At first it almost sounded like violins, oddly enough. Like an orchestra pit full of violins, all playing something different. Then the noise quickly changed pitch to something more electronic—almost like a blast of synthesized sound. And even quicker again, the noise took on another octave and it passed from a high piercing, oddly sweet sound to a full-throated roar…
And it was coming from straight overhead.
Catfish looked up. His men looked up. Even the Nazis on the Canal locks looked up.
Out from the sun it came. Fire. Smoke. Noise. Power.
It was the F-16XL.
“Christ, is it crashing?” the 7 Cav second-in-command cried out. “How can he make that airplane do that?”
Catfish had no idea. He couldn’t have put it into words if he wanted to.
The F-16 was coming straight down—and not nose first. It was level—like a Harrier—but dropping like a rocket. It was still smoking heavily and one wing was completely engulfed in flames. Yet it kept on coming. Right down nearly on top of the boat the Nazi divers were using. And then, almost impossibly, the F-16XL appeared to go into a hover.

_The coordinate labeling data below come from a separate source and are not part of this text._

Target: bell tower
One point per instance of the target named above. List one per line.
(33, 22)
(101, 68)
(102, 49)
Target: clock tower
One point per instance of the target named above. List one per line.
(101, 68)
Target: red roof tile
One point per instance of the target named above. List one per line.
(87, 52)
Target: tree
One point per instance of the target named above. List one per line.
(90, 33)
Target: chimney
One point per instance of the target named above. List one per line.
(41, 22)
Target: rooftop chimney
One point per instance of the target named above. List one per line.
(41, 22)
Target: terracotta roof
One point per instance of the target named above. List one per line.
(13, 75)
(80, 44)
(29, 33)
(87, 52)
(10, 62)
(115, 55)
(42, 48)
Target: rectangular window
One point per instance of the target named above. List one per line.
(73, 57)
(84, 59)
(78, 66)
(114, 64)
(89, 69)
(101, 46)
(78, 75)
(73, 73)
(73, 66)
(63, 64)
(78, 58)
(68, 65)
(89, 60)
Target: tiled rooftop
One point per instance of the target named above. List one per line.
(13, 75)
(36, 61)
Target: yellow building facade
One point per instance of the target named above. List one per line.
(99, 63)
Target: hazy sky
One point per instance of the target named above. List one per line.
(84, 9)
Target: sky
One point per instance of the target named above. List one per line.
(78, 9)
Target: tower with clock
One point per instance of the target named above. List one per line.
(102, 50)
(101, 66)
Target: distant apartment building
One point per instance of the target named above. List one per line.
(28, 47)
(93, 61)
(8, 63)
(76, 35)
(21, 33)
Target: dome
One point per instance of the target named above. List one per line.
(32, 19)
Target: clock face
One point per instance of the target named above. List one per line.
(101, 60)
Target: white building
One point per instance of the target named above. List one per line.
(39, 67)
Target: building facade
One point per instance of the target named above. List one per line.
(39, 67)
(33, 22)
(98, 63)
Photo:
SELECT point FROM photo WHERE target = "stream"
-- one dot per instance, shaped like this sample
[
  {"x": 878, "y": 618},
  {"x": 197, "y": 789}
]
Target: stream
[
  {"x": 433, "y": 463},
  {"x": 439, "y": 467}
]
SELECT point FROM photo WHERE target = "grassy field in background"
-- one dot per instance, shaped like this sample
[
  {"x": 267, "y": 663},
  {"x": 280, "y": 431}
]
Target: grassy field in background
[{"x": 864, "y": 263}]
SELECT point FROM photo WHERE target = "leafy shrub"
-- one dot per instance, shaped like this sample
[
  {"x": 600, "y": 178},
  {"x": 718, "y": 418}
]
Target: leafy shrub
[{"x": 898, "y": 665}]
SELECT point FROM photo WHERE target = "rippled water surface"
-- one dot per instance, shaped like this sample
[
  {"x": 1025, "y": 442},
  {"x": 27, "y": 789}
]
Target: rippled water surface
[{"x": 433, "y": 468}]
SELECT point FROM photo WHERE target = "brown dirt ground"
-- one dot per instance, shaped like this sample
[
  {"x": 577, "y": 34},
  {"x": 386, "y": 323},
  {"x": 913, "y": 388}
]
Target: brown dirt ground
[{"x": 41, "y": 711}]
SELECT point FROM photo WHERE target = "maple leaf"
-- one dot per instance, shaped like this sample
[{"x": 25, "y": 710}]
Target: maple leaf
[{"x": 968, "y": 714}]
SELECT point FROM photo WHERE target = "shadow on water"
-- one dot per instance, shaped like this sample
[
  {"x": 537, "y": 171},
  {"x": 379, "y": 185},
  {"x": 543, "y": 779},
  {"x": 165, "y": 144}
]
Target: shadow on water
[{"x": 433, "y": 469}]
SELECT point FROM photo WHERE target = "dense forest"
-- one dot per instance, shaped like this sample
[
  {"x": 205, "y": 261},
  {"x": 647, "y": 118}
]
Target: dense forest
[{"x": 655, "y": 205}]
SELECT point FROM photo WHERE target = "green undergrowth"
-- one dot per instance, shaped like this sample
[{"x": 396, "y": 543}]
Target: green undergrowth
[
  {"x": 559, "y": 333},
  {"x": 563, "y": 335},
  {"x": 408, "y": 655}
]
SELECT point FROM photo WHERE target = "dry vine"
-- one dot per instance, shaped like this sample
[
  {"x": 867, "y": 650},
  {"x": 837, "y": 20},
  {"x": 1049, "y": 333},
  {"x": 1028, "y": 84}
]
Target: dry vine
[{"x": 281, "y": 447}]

Catfish was not an aerodynamics expert, but he knew what he was seeing appeared to defy the laws of gravity and flight. Only later would he learn that the maneuver was actually a combination of something called a “vertical translation” and “pitched-axis pointing”—seemingly impossible actions for any airplane other than Hunter’s Control-Configured/Supersonic Cruise and Maneuvering prototype-adapted Cranked Arrow.
All the while, just about every gun in the Nazis arsenal had turned away from the 7th Cavalry and was now shooting at the F-16.
“He’s bombarding the Goddamn thing!” Catfish yelled out, as the F-16XL just seemed to hang in mid-air for the longest time. The 7th Cavalry officer knew that the deactivator pod must have been burning red—not from the flames on the F-16’s other wing but because Hunter was cranking the power up so high, intent—to the death, if necessary—on defusing the last nuke.
In the middle of all this, one of the Nazi F-4s pulled up and peeled off toward the strangely-configured F-16. It turned out to be a big mistake. No sooner had the enemy airplane turned in its direction d
id a Sidewinder flash out from under the flames of the F-16’s wing and run a course straight and true right into the F-4’s midsection. There was the usual huge explosion, and nothing left but a cloud of burning metal fibers.
A split-second later, the F-16 pulled up and roared away at an incredible rate of speed, still smoking heavily, its rear section almost entirely engulfed in flames.
Catfish had to shake his head to believe what he thought he just witnessed. It had seemed like the fighter had just been able to freeze time itself. Yet, in reality, it had hung—or actually did a tight circle—over the crucial spot in the Canal for no more than one and a half seconds. But it had been long enough, he would learn later, to scramble the radio signals of the last nuke and thereby disarm it.
“Unbelievable…” he whispered.
Chapter 74
THEY FOUND HUNTER SIX miles away.
The pilot of a CATS Chinook, on his way to providing fire support for the 7th Cavalry, radioed back to his base that the F-16 was down, crashed in a swamp about a mile in from the shore of Gatun Lake.
A MedicVac chopper was quickly dispatched from a United American troopship just approaching the Atlantic end of the Canal. Upon landing in the swamp, the medics first reported that the pilot looked unconscious—or worse. But after slopping through the waist-deep water they found Hunter was simply sound asleep.
He refused to be evacuated. Instead he insisted on being dropped off at the CATS island base. From there he spent the rest of the daylight hours serving as a waist gunner on one of the Chinooks. He was there when troops waiting on the ships offshore finally landed and reinforced the 7th Cavalry. Two hours later, the United American flag was flying over the captured locks.
He was there when the C-141 transports finally came in for bumpy but successful landings at Panama City Airport, relieving Shane’s brave troops and spearheading the breakout toward the Pacific side locks. His Chinook was instrumental in the successful battle for the locks that followed.